The issue with funding and sending teams to their normal postseason competition based on their true “Normal Division” should not be a concern as cross country is allowed to have 16 regular season competition and most schools do not have more than 10. Many schools seem to have the financial ability to allow their baseball team to play preseason games and even postseason exhibition games. (They are allowed 4 such games).
I coach at Bishop Watterson High School where we had 62% girls and 38% boys two years ago when the OHSAA decided to treat cross country different than all of the other sports the OHSAA sponsor. I am one of the 500 schools where I am the head coach of both team, yet I have assistant coaches which can cover a team if we are at different site, which we have chosen to do so in the past. One of the smallest schools in the state, Granville Christian has an assistant coach so this concern does not apply to us or Granville Christian and most other schools. Also according to BYLAW 3 — ADMINISTRATIVE RESPONSIBILITY AND INSTITUTIONAL CONTROL 3-2-2 – when a male coach is assigned to a girl’s team, an adult female (non-high school student) should be present at the contest. When a female coach is assigned to a boy’s team, an adult male (non-high school student) should be present at the contest). – Thus, if a school followed this BYLAW there would not be a problem…
As a result of the gender disparity, our boys were moved to Division I from what would have been our normal Division II postseason competition. 64 schools in the State had more boys than us and competed in Division II while our school with only 277 boys was forced to compete at the Division I level.
The two main issues I hear back from coaches I have talked with over the past two years:
1) A number of schools did not provide additional coaching when the school added girls cross country. Still years later the schools do not want to hire a coach for the girls team whether it be a head coach, assistant coach or a part time coach. (The OHSAA has offered a State Championships in cross country for 86 years for the boys and 37 years for the girls). The lack of a girls coach could result in a lack of proper supervision at practice and not having a coach available to go to one teams postseason competition.
2) When girls cross country team was added at some schools, the school did not provide adequate funding for the girls team.
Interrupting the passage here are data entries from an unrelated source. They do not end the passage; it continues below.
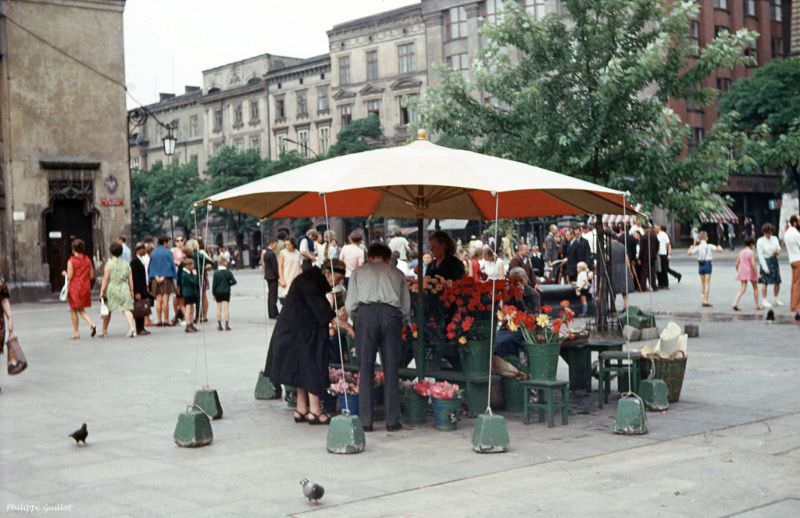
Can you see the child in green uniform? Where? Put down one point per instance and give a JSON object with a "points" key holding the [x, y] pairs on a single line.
{"points": [[221, 289], [190, 291]]}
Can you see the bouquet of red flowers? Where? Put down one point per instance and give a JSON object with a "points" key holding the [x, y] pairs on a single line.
{"points": [[538, 328], [472, 302]]}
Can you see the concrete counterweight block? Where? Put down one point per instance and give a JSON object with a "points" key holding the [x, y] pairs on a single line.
{"points": [[631, 334], [692, 330], [346, 435], [193, 429], [654, 392], [490, 434], [630, 418], [265, 389], [208, 400]]}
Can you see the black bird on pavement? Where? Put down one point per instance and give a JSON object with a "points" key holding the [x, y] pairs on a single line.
{"points": [[80, 434], [312, 490]]}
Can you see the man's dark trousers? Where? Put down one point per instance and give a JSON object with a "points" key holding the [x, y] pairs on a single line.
{"points": [[378, 328]]}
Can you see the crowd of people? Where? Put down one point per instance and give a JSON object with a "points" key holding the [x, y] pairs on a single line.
{"points": [[172, 280]]}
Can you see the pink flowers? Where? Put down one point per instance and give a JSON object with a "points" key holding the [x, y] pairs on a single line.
{"points": [[444, 390]]}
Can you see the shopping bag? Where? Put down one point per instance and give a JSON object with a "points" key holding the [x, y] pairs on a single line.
{"points": [[64, 290]]}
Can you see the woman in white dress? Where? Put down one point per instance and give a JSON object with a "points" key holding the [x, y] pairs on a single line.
{"points": [[289, 266]]}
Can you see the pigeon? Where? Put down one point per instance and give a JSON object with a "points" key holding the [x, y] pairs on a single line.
{"points": [[312, 490], [80, 434]]}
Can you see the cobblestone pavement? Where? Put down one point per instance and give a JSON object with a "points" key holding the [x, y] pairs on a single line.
{"points": [[729, 447]]}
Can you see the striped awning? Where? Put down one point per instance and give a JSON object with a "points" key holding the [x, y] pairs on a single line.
{"points": [[726, 215]]}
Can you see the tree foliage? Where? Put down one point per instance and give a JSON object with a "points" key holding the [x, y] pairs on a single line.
{"points": [[586, 94]]}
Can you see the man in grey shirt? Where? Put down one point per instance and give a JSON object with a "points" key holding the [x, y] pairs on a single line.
{"points": [[379, 302]]}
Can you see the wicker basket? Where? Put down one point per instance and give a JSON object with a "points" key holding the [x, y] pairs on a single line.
{"points": [[669, 370]]}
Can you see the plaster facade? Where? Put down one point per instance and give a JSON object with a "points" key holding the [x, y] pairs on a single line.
{"points": [[64, 168]]}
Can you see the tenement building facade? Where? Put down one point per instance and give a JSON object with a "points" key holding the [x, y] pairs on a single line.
{"points": [[63, 149]]}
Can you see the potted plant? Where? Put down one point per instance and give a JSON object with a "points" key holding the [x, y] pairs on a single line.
{"points": [[542, 336], [470, 304], [345, 388], [414, 401], [446, 399]]}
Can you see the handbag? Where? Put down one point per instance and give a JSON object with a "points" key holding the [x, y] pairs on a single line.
{"points": [[141, 308], [15, 351], [104, 312], [64, 290]]}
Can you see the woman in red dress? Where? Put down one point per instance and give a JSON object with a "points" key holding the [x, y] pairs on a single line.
{"points": [[80, 272]]}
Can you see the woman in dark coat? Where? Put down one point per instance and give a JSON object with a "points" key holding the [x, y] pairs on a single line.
{"points": [[299, 348]]}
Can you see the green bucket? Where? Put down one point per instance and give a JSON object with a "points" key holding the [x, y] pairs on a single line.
{"points": [[475, 358], [413, 408], [542, 360], [446, 413], [513, 395]]}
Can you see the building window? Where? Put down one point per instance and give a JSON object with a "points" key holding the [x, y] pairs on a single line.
{"points": [[280, 109], [302, 104], [322, 100], [535, 8], [405, 54], [777, 47], [457, 22], [218, 119], [494, 10], [344, 70], [346, 112], [281, 144], [238, 115], [459, 62], [324, 140], [373, 108], [695, 139], [254, 116], [752, 51], [372, 65], [694, 38], [775, 13], [407, 114], [302, 143]]}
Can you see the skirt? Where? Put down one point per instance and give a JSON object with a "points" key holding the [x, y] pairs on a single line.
{"points": [[774, 275]]}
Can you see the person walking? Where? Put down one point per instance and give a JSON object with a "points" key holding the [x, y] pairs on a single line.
{"points": [[140, 291], [269, 262], [769, 248], [79, 275], [705, 254], [290, 262], [746, 272], [117, 289], [379, 302], [221, 289], [162, 277], [299, 350], [791, 239]]}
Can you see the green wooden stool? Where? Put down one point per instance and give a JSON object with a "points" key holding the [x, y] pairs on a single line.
{"points": [[620, 362], [545, 388]]}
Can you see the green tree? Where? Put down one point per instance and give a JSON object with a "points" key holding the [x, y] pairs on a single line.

Thus, when a school’s boys team was sent to one location and the girls team was sent to another location for their postseason competition, a few superintendents complained to the OHSAA that they didn’t want to spend the extra money to send their teams to their “appropriate” competition location. Instead they wanted to send both the boys and girls team to the same location (this is not used in any other OHSAA sport offering and yet schools seem to have the financial resources to send some of their teams to exhibition contests before the season starts or at the end of the season).
I have heard from some coaches and athletes/parents that the two above issues seem like they could be a Title IX complaint from athletes/schools which were negatively affected.
This year a “Normal Division III” girls team was forced to run against a school which should be a Division I team. The Normal Division III girls team was forced to moved up because of a higher number of boys at their school and the Division I girls team was al
lowed to move down because a smaller number of boys at their school. This has never occurred before in a OHSAA postseason competition.
RUNOHIO feels schools should compete in their “Normal Division” like all other OHSAA sponsored sports. But, if a school wishes to be in the same division the school should be allowed to move their lower divisional team up a division to run with their other team which is in a higher division.